Recently, I read an article that smart TVs take screen prints every second and send them to the server. In terms of the amount of data collected, TV manufacturers are catching up with Google and Apple.
Many TV manufacturers say they do not violate user privacy because ACR data is technically not personal information because all family members use TVs. However, data mining makes it possible to post-factum separate user profiles from each other. Data mining is performed by specialized firms. They analyze the browsing history of users, linking the history of watching TV with the activity of the user on the phone, tablet and laptop, including shopping in stores.
90% of TV buyers voluntarily agree to take screen prints and send data to the server. Since the settings for disabling these options are often hidden in the TV menu. Surveys of users showed that most of them really do not realize the full extent of profiling and do not see anything wrong with the fact that the company finds out what series they like to watch on TV. Some say that “Google already knows everything about us,” so there’s nothing to hide.
Identification and trust are critical aspects of the security of the Internet of things. The use of proven technologies for device identification, communication encryption, and data integrity protection is the key to security.
I think IoTeX technologies could be used in smart TVs, similar to how they are used in the Ucam private camera. What do you think about this?



Thanks for sharing!
Yes, IoTeX technologies certainly can be used there.

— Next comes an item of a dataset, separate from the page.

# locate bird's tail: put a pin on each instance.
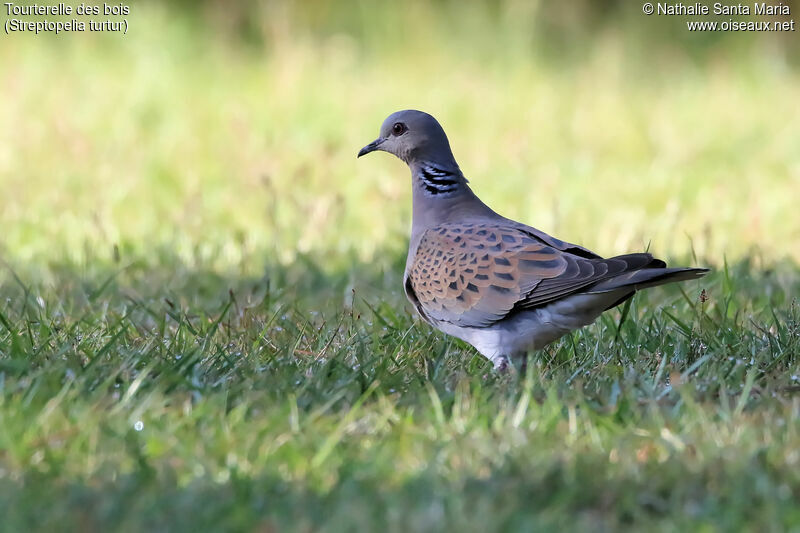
(648, 277)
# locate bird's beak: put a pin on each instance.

I can make a post of how to do that. However, TV manufacturers would only use them if all users are aware and demanding the features.
There should be someone who can take a leap of it. I really appreciate if everyone here can share with more people about IoTeX’s vision.


I will use the popular Equifax data breach of 2017 as a use case, that exposed the personal information of millions of customers to hackers. Equifax is one of three major credit reporting agencies (CRAs) in the US.

On September 7, 2017, Equifax reported that hackers had exploited a vulnerability in its US website application to gain access to certain files from mid-May through July 2017.

Quoting the news:

“The hackers accessed personal data, including Social Security numbers, birth dates, addresses, and, in some cases, driver’s license numbers. They also stole credit card numbers for approximately 209,000 US consumers, as well as dispute documents with personal identifying information for approximately 182,000 US consumers. Some UK and Canadian residents may have also had personal data compromised.”

Due to the volume of data involved and the importance of the company, this was a really serious data breach that could be totally avoided with using the IoTeX technology:

  1. Thanks to it’s distributed nature, there would be no “intermediary” (i.e. “Equifax”) server to hack

  2. Thanks to private computation hardware like Avoboard, the same “scores” that Equifax calculated could be calculated by keeping all the required user data totally private “by hardware” at the time of the computation without the need for storing them

  3. Users identification data, along with data required for the credit score computation could instead be stored on secure servers architecture, accessible through the IoTeX DID architecture.

The whole “Equifax intermediary” would have no reason to exist, or at least no reason to store anything on their servers with the consequent responsibility for privacy protection, that instead would be totally protected by military-grade encryption provided by blockchain DID access, secure storage, and no need for any party to get access to those data once the person had been identified by an authority and data verified in the first place.